July 07, 2008

Quote of the Day

Jonathan Chait on the late, unlamented senator from North Carolina:

Among other things, Helms was an avowed believer in black intellectual inferiority, an hysterical opponent of interracial marriage, called the 1964 Civil Rights Act "the single most dangerous piece of legislation ever introduced in the Congress," and said of civil rights demonstrators, "The Negro cannot count forever on the kind of restraint that's thus far left him free to clog the streets, disrupt traffic, and interfere with other men's rights." Helm's "vision" of civil rights for African-Americans was that there should be none.

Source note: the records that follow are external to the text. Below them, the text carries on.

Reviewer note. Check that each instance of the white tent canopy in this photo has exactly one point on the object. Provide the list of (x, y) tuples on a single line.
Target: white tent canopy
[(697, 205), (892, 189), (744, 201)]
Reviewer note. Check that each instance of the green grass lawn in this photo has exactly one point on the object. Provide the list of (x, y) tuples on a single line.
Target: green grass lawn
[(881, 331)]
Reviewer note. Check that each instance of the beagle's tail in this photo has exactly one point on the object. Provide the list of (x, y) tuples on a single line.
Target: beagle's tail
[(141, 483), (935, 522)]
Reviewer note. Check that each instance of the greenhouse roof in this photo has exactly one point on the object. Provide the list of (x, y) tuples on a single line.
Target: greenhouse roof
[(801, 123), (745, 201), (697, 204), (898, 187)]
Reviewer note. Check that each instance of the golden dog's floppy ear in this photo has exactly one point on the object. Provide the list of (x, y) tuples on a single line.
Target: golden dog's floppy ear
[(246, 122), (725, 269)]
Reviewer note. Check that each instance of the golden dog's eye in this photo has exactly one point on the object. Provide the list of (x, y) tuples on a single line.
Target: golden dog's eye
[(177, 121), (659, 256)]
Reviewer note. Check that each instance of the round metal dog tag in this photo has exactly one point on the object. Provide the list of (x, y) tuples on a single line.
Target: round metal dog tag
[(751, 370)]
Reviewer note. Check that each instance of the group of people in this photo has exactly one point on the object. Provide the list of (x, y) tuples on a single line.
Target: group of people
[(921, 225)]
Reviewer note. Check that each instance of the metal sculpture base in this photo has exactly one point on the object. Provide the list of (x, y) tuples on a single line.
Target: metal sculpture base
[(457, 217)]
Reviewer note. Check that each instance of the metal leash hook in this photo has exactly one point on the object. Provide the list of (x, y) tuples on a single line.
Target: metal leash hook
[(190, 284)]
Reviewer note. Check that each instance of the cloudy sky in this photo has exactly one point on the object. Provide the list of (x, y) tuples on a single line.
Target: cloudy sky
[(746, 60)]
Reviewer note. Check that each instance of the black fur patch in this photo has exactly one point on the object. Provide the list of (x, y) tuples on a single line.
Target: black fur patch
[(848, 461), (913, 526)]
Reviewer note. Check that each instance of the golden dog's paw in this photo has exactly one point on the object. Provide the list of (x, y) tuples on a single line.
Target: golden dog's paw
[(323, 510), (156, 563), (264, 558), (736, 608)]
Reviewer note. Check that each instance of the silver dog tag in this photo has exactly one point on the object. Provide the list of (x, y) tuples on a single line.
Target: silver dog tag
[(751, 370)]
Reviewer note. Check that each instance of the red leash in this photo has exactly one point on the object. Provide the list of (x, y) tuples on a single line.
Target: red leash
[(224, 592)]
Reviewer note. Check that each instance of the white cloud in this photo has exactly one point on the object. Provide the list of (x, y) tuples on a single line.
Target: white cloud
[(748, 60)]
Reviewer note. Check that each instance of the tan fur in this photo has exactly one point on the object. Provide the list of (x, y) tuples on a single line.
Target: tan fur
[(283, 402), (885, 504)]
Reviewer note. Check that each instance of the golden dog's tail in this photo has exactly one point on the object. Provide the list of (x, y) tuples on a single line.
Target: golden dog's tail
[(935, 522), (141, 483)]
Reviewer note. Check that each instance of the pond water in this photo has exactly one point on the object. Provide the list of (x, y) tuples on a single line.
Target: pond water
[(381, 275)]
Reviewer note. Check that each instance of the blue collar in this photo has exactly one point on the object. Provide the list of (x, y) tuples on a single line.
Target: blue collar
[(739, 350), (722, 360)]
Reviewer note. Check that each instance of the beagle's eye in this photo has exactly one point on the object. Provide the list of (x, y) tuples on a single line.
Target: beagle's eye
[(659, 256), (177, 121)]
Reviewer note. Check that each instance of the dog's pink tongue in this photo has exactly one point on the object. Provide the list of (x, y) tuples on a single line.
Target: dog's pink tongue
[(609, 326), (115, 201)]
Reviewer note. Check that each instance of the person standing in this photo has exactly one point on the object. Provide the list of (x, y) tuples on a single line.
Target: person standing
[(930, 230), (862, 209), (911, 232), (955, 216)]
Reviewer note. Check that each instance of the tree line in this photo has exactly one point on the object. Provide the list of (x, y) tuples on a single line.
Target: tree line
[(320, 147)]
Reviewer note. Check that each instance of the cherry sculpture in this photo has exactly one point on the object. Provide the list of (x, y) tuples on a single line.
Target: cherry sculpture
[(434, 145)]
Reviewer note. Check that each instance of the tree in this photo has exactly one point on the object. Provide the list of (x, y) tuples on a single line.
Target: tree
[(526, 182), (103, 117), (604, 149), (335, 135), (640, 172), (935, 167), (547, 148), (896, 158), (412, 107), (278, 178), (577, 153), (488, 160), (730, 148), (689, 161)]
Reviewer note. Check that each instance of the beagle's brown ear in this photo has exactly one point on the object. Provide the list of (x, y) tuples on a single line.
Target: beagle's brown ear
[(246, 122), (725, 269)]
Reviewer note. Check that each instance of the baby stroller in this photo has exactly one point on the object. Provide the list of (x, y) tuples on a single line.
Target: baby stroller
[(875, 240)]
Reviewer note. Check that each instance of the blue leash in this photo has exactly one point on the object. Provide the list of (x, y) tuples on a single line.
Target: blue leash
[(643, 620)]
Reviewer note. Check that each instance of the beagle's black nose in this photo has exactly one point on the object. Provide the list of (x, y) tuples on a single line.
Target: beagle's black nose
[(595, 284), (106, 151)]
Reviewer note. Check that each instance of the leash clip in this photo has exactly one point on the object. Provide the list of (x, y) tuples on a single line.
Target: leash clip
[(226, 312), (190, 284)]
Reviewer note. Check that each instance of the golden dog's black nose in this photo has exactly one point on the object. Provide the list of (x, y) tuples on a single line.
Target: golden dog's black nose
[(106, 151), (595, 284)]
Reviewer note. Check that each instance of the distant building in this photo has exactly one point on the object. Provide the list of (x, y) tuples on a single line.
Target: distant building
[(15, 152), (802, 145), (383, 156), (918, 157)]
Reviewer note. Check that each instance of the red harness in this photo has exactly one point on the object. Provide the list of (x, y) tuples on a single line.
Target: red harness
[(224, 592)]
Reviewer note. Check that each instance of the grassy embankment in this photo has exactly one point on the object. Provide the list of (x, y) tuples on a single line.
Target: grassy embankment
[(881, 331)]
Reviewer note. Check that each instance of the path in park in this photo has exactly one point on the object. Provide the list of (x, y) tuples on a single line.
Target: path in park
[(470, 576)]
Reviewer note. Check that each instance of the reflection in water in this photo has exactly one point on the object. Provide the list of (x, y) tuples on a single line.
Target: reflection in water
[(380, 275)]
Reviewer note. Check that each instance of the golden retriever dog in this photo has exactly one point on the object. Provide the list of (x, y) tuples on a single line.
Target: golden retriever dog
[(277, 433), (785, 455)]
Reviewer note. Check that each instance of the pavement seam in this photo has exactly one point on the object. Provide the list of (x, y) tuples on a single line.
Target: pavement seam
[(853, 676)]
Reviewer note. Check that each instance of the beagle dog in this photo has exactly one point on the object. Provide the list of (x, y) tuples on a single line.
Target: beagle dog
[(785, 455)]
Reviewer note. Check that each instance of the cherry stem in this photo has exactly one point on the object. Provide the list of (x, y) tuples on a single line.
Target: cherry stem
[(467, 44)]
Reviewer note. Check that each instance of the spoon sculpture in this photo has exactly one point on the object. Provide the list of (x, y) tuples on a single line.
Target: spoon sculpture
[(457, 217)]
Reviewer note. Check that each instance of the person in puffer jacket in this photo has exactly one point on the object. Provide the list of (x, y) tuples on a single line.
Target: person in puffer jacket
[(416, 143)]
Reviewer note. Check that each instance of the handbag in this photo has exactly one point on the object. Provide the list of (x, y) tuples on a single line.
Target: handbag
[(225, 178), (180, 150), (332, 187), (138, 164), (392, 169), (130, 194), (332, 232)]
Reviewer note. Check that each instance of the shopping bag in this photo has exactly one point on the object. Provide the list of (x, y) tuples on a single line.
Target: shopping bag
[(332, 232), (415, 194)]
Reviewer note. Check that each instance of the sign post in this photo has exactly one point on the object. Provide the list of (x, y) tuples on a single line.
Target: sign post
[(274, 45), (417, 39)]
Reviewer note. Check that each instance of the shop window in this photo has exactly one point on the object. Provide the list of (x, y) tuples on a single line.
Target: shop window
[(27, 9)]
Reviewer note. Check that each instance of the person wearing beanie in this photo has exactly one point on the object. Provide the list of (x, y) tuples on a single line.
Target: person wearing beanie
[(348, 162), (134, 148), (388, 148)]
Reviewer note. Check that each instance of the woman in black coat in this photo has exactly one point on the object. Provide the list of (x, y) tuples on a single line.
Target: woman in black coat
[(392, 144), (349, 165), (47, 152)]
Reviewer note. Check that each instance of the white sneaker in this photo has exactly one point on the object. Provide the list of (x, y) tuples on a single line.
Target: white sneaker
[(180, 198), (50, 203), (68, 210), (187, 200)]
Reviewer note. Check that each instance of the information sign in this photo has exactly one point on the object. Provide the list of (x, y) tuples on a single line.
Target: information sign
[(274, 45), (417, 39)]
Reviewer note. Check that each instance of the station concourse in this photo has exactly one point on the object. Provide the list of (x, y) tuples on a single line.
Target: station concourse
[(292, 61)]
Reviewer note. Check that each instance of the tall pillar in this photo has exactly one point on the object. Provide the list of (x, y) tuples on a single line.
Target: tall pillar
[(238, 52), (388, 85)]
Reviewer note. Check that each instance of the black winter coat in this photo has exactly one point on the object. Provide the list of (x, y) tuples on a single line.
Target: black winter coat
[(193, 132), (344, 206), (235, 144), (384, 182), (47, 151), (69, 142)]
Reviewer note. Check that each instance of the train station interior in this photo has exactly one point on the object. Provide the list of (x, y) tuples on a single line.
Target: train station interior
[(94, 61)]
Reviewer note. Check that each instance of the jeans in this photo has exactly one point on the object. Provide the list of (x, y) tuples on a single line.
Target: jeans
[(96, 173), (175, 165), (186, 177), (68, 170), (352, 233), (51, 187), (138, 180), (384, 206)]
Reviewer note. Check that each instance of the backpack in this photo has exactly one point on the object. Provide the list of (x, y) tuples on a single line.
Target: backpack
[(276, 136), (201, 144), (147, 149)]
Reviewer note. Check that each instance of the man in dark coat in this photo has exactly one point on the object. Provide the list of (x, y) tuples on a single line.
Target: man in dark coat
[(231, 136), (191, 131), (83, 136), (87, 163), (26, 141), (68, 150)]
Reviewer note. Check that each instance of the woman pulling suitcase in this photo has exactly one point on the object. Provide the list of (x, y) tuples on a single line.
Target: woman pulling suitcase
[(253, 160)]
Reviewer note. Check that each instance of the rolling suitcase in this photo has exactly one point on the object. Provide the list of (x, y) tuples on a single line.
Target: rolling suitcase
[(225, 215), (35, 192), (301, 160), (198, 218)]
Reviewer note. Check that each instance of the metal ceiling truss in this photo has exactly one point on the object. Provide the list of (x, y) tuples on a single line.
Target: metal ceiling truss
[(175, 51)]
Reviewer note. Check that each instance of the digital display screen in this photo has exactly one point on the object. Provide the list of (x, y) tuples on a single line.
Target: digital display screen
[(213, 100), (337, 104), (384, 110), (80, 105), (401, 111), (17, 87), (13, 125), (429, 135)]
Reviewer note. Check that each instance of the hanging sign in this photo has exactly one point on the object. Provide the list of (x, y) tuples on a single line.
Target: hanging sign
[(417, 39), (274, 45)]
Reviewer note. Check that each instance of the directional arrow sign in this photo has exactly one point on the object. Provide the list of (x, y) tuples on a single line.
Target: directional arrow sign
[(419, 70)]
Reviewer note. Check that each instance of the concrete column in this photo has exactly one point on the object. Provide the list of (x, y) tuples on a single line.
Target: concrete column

The mainstream conservative position on civil rights is that the equal rights of the early civil rights movement were good, but things started to go wrong with the imposition of affirmative action. It's a flawed though not illegitimate view. But Helms wasn't a champion of color-blindness who objected to quotas. He was an out-and-out white supremacist.

Moreover, it would be one thing if conservatives celebrated the things they liked about Helm's life while disavowing his bigotry. But their unalloyed celebration of Helms is a staggering indictment of movement conservatism's views on race.

Posted by Stephen Silver at July 7, 2008 02:54 PM
Comments

Abe once met Helms in the Senate subway in DC in 1993. Helms told Abe he was his "friend in Pennsylvania."